A partir dos objetos, mais antigos ou mais modernos, mais bonitos ou mais feios, ou muito assim-assim, podemos perceber melhor como fomos ou porque somos. Mas os objetos não falam, não contam, precisam que o façamos por eles. É muito triste quando se perde a história de uma coisa, por já não haver quem a conte, pois ficamos apenas com um bonito bibelot cuja função prática ou caminho até ali chegar se perderam na voragem quotidiana do desinteresse pelo registo.
Alguns museus tentam entusiasmar-nos com legendas “Chávena. Século XVIII”, e eu fico a olhar para o que pode ser um objeto que fascina os meus olhos mas nenhuma das minhas perguntas fica satisfeita. Quem fez? Porquê? Quem usou? Para que serviu? Como veio parar aqui? Porque é que alguém achou que merecia estar em exposição numa vitrine e não encaixotada numa cave?

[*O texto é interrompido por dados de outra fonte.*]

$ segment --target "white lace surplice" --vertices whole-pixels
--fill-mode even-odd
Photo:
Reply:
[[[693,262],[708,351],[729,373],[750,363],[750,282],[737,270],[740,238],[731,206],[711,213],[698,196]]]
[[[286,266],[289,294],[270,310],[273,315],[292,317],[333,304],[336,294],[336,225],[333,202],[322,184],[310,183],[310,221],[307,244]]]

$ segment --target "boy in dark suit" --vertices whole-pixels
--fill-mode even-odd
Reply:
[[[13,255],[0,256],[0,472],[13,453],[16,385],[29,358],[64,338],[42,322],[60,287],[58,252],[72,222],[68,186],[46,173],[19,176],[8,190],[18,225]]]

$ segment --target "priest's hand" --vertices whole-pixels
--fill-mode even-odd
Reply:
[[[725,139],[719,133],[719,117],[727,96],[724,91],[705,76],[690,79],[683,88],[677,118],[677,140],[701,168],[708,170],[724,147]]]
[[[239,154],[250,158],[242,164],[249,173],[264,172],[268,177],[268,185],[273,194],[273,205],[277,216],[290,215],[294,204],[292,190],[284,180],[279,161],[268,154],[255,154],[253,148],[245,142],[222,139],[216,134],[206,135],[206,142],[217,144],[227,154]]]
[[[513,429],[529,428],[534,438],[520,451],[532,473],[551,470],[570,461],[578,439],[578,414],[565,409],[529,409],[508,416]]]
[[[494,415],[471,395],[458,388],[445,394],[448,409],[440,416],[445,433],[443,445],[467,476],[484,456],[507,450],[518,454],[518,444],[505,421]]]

A beleza e a fruição estética de objetos têm muito valor em si mesmas, para além do seu significado. Mas poder acrescentar camadas à primeira leitura visual permite aceder a uma paleta de emoções que, de outra forma, não se poderiam conhecer, nem obter histórias que contribuem para o valor que atribuímos ao objeto – beleza, interesse, satisfação, bem-estar, entusiasmo. O banal pode tornar-se extraordinário, o trivial ser iluminado, e até o feio e desagradável se pode transformar em belo, assim que dedicamos tempo a conhecê-lo. Porque o essencial pode ser invisível, e apenas as palavras o podem revelar. E, de repente, aquela coisa deixa de ser apenas aquela coisa e é tudo o que representa e nos toca cá dentro. De uma porcaria, que seria lixo, se faz um objeto que tem de ser salvaguardado num museu para desfrute de todos.